Pietro’s first release from Cascina Sorello is Ratti 2019 Barolo Serradenari, from a season that he refers to as a collector’s vintage. Weather conditions from beginning to end, he says, “allowed the production of a very complex Barolo, suitable for aging. Similar to 2016, the 2019 vintage shows more delicate notes in the nose, more floral notes, and overall, more finesse.” Following two “more approachable vintages, the warm and opulent 2017 and cool and elegant 2018, the 2019 is more classic,” he explains.

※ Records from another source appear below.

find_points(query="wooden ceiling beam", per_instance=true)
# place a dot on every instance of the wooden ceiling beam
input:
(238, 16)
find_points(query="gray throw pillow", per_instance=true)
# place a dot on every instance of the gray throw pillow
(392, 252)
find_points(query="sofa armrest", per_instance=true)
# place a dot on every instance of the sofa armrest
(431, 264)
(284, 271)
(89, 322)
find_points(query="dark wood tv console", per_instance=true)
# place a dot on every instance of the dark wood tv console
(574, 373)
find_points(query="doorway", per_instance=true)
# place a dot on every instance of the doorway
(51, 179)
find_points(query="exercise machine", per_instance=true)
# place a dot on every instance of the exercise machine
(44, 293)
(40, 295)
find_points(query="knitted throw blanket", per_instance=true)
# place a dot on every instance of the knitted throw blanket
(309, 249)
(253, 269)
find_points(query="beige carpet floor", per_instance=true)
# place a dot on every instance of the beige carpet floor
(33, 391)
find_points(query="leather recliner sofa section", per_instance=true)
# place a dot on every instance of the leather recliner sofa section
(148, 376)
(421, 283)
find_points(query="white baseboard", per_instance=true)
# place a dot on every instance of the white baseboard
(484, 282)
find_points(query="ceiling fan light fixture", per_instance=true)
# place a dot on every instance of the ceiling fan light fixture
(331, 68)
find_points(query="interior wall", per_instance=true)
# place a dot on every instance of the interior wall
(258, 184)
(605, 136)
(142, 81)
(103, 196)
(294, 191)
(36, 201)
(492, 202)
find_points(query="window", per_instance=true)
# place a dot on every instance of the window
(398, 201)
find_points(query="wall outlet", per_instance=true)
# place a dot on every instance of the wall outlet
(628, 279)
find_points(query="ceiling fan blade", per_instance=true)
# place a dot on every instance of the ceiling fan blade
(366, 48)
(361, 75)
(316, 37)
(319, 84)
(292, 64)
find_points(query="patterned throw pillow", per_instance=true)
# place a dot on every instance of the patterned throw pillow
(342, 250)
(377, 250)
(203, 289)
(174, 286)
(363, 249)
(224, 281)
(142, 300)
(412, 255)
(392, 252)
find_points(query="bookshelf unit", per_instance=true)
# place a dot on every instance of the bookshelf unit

Pietro took over at just 20 years old, with the help of his cousin, Massimo Martinelli, who had been Renato’s right-hand man. He began purchasing plots of land in La Morra in 1990, and since 2004 his Barolos have been made with only estate-grown grapes. The decades he has spent refining his father’s ideas and techniques have led to some of the finest wines in the history of the storied label. Starting with the 2015 vintage—the 50th since Renato first bought fruit from the Marcenasco cru—the winery has been known simply as Ratti, in homage to both father and son.
Pietro first visited the Cascina Sorello estate in 2017, finding it “a total surprise.” He describes the site as a “perfect amphitheater of a unique 11 acres of Barolo, looking directly to our beautiful and imposing Alps,” with the regional mountain breezes resulting in a cooler microclimate. Grapes from just over one hectare (less than two and a half acres) of the vineyard were used to produce about 5,000 bottles of the first vintage of Serradenari, of which only 2,400 bottles have been imported into the United States. Not to be missed.